In one retrospective cohort study that compared the treatment strategies for patients with intestinal diffuse large B-cell lymphoma, the 3-year overall survival rate was 91% in the surgery plus chemotherapy group and 62% in the chemotherapy-alone group (P<0.001). Surgical resection followed by chemotherapy may be an effective treatment strategy for localized intestinal lymphoma [11].

For aggressive or multifocal disease, resection before chemotherapy may not be technically feasible or advisable because of the extent and location of the disease, as well as the resulting delay in chemotherapy necessitated to allow sufficient tissue healing.
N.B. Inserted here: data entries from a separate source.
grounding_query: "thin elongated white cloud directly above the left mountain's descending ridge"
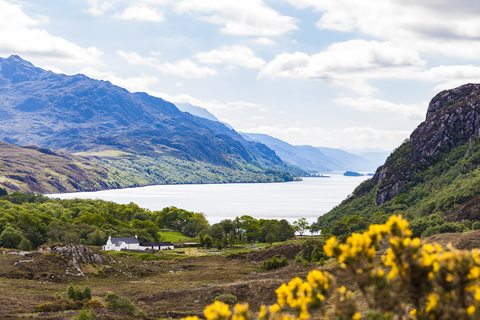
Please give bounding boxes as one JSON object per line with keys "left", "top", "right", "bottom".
{"left": 117, "top": 50, "right": 217, "bottom": 78}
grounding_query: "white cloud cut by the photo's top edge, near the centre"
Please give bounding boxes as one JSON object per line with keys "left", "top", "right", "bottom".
{"left": 176, "top": 0, "right": 298, "bottom": 37}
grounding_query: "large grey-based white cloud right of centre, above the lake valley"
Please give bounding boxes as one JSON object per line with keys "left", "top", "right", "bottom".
{"left": 259, "top": 40, "right": 425, "bottom": 95}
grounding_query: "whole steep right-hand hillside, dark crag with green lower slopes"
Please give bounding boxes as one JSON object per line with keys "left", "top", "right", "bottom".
{"left": 318, "top": 84, "right": 480, "bottom": 236}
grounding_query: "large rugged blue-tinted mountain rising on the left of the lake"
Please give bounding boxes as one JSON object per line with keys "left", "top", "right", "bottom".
{"left": 0, "top": 56, "right": 299, "bottom": 191}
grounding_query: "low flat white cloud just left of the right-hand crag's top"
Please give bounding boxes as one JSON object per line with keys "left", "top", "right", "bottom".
{"left": 334, "top": 97, "right": 428, "bottom": 120}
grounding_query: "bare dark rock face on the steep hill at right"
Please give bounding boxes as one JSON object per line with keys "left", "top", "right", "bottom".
{"left": 364, "top": 84, "right": 480, "bottom": 205}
In a systemic review of 28 studies of primary gastrointestinal NHL, definitive statements regarding its survival benefit remain limited due to lack of patient stratification based on timing and indication for surgery, and survival outcomes were not typically stratified by emergent versus elective surgery [12]. The decision to resect a gastrointestinal lymphoma before chemotherapy depends on several factors, including the location and extent of the disease, the pace of the disease, the presence of hemorrhage, and whether resection would result in long-term complications such as short-gut syndrome [8].

As shown in this case, complications such as bleeding and perforation should always be kept in mind for treatment of small bowel lymphoma. Although the principal treatment for advanced lymphoma is systemic chemotherapy, surgery is necessary for the complications of small intestinal lymphoma. After surgery of the small bowel, subsequent chemotherapy could cause wound dehiscence and perforation; therefore, adequate recovery time should be given before chemotherapy.